«Ultimo mohicano / sampietrino in mano / solo qui nella via / e la barricata dove l’han portata? / non c’è proprio più. / Ultimo mohicano / sampietrino in mano / non c’è più polizia / ora a chi lo tiro?». Il sampietrino cui alludeva Gianfranco Manfredi nell’Ultimo mohicano non era ovviamente soltanto una componente dell’arredo urbano. Nell’allegoria cinematografica che reggeva l’intero album, il mohicano era il reduce del «maggio strisciante» italiano, e il sampietrino che stringeva malinconicamente tra le mani rimandava a ormai lontane battaglie urbane e alle armi improprie fornite dalla pavimentazione stradale (tornate negli ultimi giorni di particolare attualità). Con ogni probabilità, non è però a questo peculiare utilizzo che ha pensato Bollati Boringhieri, nel momento in cui ha deciso di battezzare la nuova collana «i sampietrini». L’intento dell’editore è d’altronde illustrato dal trafiletto che accompagna l’uscita del volume di apertura: «I sampietrini sono i blocchetti di basalto tradizionalmente usati per lastricare le strade e le piazze. Come i sampietrini, le idee non stanno in cielo ma sono la base che ci permette di orientarci e camminare per il mondo. Anni di propaganda ideologica e mediatica hanno reso malferma quella base e confuso i punti di riferimento della conoscenza e dell’impegno civile. Con questo libro Bollati Boringhieri inaugura una nuova collana che, affidando ad autori di fama internazionale la spiegazione di concetti basilari, si propone di ricostruire le strade di un sapere efficace e di un libero confronto pubblico per il XXI secolo». L’accostamento fra i sampietrini e le idee, non può non suscitare qualche ironia, se non altro perché il dibattito culturale contemporaneo – ben più che a una piazza lastricata di sampietrini – sembra piatto e uniforme come il manto di un’autostrada asfaltata da poco. Ma l’altezza della ambizioni della collana, composta di agili volumetti intesi quasi come voci di un’enciclopedia del sapere per il XXI secolo (è annunciato fra l’altro, tra le prossime uscite, Futuro di Marc Augé), è confermata dal primo «sampietrino», dedicato al tema Democrazia e firmato da Gherardo Colombo.

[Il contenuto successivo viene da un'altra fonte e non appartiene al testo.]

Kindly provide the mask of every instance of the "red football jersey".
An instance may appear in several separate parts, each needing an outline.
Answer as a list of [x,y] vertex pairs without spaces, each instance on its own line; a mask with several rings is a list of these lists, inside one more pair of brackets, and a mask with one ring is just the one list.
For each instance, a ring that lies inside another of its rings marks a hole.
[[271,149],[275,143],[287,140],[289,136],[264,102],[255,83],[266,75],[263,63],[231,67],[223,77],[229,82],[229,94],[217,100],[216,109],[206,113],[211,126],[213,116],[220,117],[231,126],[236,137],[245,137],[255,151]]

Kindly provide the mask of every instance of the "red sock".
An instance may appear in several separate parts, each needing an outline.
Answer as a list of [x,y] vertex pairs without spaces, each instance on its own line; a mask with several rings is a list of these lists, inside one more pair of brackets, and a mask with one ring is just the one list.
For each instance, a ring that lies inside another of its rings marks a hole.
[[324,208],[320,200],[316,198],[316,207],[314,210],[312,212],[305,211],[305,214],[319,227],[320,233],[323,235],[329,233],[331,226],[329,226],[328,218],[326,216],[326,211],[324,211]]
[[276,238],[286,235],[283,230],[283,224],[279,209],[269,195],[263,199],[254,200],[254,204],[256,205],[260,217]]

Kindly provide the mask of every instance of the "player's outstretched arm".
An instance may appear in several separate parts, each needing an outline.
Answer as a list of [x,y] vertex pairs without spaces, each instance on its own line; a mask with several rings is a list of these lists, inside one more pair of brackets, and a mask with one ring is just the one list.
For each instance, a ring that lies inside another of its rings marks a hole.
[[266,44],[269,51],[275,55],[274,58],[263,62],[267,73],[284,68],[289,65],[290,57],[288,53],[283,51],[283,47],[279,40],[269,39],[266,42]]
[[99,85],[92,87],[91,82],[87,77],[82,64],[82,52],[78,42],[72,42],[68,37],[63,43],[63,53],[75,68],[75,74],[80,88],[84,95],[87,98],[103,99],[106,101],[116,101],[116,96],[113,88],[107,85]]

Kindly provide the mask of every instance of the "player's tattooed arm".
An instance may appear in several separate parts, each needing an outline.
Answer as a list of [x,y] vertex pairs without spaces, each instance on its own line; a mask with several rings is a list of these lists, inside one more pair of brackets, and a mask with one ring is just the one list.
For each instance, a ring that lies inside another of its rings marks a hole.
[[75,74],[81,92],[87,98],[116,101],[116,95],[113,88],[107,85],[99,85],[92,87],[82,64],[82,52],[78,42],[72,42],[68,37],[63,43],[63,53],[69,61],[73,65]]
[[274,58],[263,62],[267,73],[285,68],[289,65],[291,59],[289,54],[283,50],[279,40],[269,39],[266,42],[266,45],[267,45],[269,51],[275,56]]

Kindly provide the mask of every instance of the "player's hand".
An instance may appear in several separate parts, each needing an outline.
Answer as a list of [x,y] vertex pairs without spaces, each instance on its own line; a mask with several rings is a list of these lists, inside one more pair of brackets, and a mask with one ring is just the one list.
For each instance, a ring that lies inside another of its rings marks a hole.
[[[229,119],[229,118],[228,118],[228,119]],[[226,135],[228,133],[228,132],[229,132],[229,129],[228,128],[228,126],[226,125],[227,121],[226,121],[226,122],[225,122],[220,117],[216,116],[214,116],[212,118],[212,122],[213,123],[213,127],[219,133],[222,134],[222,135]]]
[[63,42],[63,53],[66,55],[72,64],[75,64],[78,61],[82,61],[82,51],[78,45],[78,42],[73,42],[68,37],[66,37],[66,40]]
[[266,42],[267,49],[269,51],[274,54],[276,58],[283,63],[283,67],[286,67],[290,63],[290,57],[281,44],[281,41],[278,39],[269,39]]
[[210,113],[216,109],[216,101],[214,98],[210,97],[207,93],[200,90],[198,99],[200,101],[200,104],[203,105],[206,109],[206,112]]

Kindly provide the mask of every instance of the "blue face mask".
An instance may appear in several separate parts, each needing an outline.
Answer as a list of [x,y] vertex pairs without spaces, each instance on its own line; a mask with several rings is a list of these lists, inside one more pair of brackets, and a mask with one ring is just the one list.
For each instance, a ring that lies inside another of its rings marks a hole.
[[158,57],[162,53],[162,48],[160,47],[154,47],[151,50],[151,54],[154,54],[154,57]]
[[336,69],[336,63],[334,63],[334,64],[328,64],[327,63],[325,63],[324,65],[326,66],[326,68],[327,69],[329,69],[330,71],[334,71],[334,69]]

Può destare forse qualche perplessità che su un tema così impegnativo, su cui in Italia negli ultimi decenni si sono esercitati studiosi come Norberto Bobbio, Giovanni Sartori, Luciano Canfora, Michelangelo Bovero, Gustavo Zagrebelsky, Alessandro Pizzorno, Carlo Galli, Danilo Zolo, Alfio Mastropaolo, Pier Paolo Portinaro, sia chiamato un ex-magistrato, peraltro colto e raffinato come Colombo, e qualcuno non mancherà di rintracciare in questa scelta una conferma della tendenza di una parte del mondo intellettuale italiano a vedere nella magistratura una sorta di ‘governo di custodi’ e ad assegnare proprio ai giudici un ruolo politico di garanzia dell’ordine democratico. Ma il profilo specifico dell’autore di Democrazia costituisce in realtà un motivo di interesse in più, che non viene peraltro smentito dalla lettura del «sampietrino», quantomeno perché la discussione si discosta dalle più celebri discussioni intorno ai caratteri della liberal-democrazia per seguire una pista interessante.
In effetti, Gherardo Colombo imposta il volume come una sorta di lezione di educazione civica, in cui non mancano i toni accorati e le perorazioni all’impegno e alla tolleranza, soprattutto perché parte dalla convinzione che sia necessario spiegare la democrazia non a chi già la conosce, ma a quanti ne ignorano le forme, la sostanza, i principi e le dinamiche. In altre parole, scrive Colombo nell’introduzione, «è essenziale capire davvero cos’è, la democrazia, non da parte di coloro che già la conoscono, e ne discutono, approfondiscono, analizzano, pronosticano il suo futuro». Il pubblico a cui tende a rivolgersi è infatti ben diverso: «È essenziale […] parlare di democrazia con chi nella vita si è occupato di altro, svolge una professione, un lavoro per i quali il modo di organizzare la società non fa parte dei ferri del mestiere e ne ha quindi notizie indirette, vaghe, approssimative, che gli arrivano magari dagli slogan ascoltati distrattamente nei talk show televisivi o dalla affrettata lettura del titolo di un giornale. È essenziale perché la democrazia è un modello organizzativo della società che coinvolge indistintamente le persone, e non è possibile che funzioni se queste non l’hanno capito, non sanno per davvero cos’è» (p. 11).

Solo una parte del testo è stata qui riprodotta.